C’est maintenant que, pour les non-initiés, les choses deviennent compliqué à comprendre.  Les évènements ont pris une tournure « grave » au sein du PS quand Olivier Falorni a présenté sa propre liste en voulant la soumettre à l’approbation du CF. A la liste Leroy/Mesnard, on reproche la trop grande place faite aux membres de « Désir d’Avenir », le club de réflexion de Ségolène Royal, et la présence de « multi-cumulards ». La liste Falorni est critiquée parce que c’est elle qui crée la division, on stigmatise l’initiative personnelle de l’adjoint aux finances de La Rochelle. On a d’ailleurs senti Maxime Bono, le maire de La Rochelle, a visiblement été agacé par la longue intervention de son adjoint, lors du conseil municipal de lundi, qui précédait de peu le conseil fédéral du PS. Ce fameux conseil est composé des délégués issus des motions du congrès. Dans le département, c’est la motion Royal qui a raflé 55 % des sièges en novembre 2008. Mais, lors de l’élection du secrétaire fédéral, les militants ont choisi le sortant Olivier Falorni, qui n’avait soutenu aucune motion dans la campagne interne. Il battait le candidat « ségoléniste », David Baudon. Les cartes au sein du CF ont été complètement rebattues lundi soir et c’est la liste Falorni qui a été désignée comme « officielle » par 53 % des délégués. Incroyable ! En toute logique, il y a donc des élus de la motion Royal qui sont passés dans le « camp Falorni ». Mais d’après nos informations, ce n’est pas aussi simple : des élus d’autres motions seraient passés dans le « camp Royal » pour faire blocage à l’initiative du secrétaire fédéral. En vain donc.

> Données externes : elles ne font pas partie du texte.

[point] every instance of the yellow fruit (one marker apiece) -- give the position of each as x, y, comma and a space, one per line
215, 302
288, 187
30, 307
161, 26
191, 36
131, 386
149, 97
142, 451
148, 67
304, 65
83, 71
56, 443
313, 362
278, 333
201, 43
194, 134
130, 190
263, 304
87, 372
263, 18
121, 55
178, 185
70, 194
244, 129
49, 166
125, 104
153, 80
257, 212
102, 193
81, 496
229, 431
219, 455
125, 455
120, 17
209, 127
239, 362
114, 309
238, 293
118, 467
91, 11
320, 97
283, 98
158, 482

On n’était pourtant pas au bout de nos surprises. Denis Leroy, en effet, a décidé de maintenir sa liste pour le vote des militants. Mais, pour déminer le terrain, il a laissé sa place de tête de liste à Maryline Simonet, elle aussi vice-présidente de la CdA. De cette façon, aucun des membres éligibles de la liste n’est en position d’infraction à la loi actuelle sur le cumul des mandats. Impossible de dire ce que sera le résultat de la primaire. Une chose est sûre, la droite, elle, partira unie au premier tour et sera en ordre de marche dès la 6 décembre, seulement trois jours après le vote des militants socialistes.